ARPES Fermi surface map simulation

Ag ARPES Fermimap (001), $h\nu = 665\,\mathrm{eV}$ with $k_z$ curvature and broadening
/home/docs/checkouts/readthedocs.org/user_builds/fplore/envs/latest/lib/python3.13/site-packages/pymatgen/symmetry/bandstructure.py:179: UserWarning: The input structure does not match the expected standard primitive! The path may be incorrect. Use at your own risk.
  kpath = KPathSetyawanCurtarolo(self._structure, symprec, angle_tolerance, atol)
Getting interpolator...
Got interpolator. Doing interpolation...

import numpy as np
from scipy.stats import norm

from fplore import FPLORun
from fplore.util import rot_v1_v2
from fplore.plot import plot_bz
from fplore.arpes import k_arpes, TPS45A1
import matplotlib.pyplot as plt

kz_broadening = True
kz_curvature = True
e_broadening = True
kxky_broadening = True

run = FPLORun("../example_data/Ag")
analyzer_direction = run.high_symm_kpoints['L']  # 111
lens_axis = run.high_symm_kpoints['X']  # 100
# vector rejection of normal to get perpendicular component to surface normal:
lens_axis = lens_axis - (lens_axis @ analyzer_direction) / (analyzer_direction @ analyzer_direction) * analyzer_direction

R = rot_v1_v2(analyzer_direction, [0, 0, 1])
R = rot_v1_v2(R @ lens_axis, [1, 0, 0]) @ R
# usage:
# for multiplying from the left R @ calc coords(3) -> msmt coords(3)
#                                R.T @ msmt coords(3) -> calc coords(3)
# for multiplying from the right: calc coords(...,3) @ R.T -> msmt coords(...,3)
#                                 msmt coords(...,3) @ R -> calc coords(...,3)

thetacenter, thetawidth = 0, 36
mintheta, maxtheta = thetacenter - thetawidth / 2, thetacenter + thetawidth / 2
theta = np.linspace(np.deg2rad(mintheta), np.deg2rad(maxtheta), 401)
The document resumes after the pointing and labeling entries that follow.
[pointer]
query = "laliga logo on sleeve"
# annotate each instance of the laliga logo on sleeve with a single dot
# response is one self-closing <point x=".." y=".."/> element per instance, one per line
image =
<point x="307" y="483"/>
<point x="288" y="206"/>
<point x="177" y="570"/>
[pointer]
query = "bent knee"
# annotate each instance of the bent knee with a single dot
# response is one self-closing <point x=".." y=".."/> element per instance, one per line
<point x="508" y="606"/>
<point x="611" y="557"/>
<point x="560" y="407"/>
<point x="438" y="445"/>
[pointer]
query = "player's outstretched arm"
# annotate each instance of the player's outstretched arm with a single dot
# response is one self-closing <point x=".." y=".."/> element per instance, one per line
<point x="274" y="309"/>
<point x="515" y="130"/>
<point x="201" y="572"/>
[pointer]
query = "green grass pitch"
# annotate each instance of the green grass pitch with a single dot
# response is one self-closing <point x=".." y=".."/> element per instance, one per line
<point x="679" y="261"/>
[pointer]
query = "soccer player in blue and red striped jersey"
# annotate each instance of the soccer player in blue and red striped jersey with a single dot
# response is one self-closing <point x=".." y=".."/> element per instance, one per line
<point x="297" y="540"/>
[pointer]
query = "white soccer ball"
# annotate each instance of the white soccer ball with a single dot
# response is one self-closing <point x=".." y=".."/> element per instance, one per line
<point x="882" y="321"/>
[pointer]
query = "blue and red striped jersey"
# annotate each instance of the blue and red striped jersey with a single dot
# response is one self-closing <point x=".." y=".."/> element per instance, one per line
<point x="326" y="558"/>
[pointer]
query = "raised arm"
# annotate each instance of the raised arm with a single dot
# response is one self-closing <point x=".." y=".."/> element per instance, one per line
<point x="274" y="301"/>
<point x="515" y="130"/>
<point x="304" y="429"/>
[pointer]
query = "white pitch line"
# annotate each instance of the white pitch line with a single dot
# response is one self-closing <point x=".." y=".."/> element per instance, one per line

theta2center, theta2width = 6, 23  # 1.3, 12
mintheta2, maxtheta2 = theta2center - theta2width / 2, theta2center + theta2width / 2
theta2 = np.linspace(np.deg2rad(mintheta2), np.deg2rad(maxtheta2), 400)

extent = (mintheta, maxtheta, mintheta2, maxtheta2)
theta, theta2 = np.meshgrid(theta, theta2, indexing='ij')

v0 = 10
workfunc_analyzer = 3.8
e_photon = 665

if kz_broadening:
    imfp = 10  # angstroms, see https://doi.org/10.1384/jsa.9.285
    Delta_kz = 1 / imfp  # standard deviation in reciprocal angstroms (∆o)² = <o²> - <o>²
    surface_normal = R @ analyzer_direction  # perfectly flat surface perpendicular to analyzer direction
    n_kz = 47  # 13
    kz_deltas = np.linspace(-3 * Delta_kz, 3 * Delta_kz, n_kz)  # shape (N,)
    kz_weights_pdf = norm.cdf(kz_deltas, scale=Delta_kz)
    kz_limits = np.hstack([[-np.inf], (kz_deltas[1:] + kz_deltas[:-1]) / 2, [np.inf]])
    kz_weights = np.array([norm.cdf(u, scale=Delta_kz) - norm.cdf(l, scale=Delta_kz)
                           for l, u in zip(kz_limits, kz_limits[1:])])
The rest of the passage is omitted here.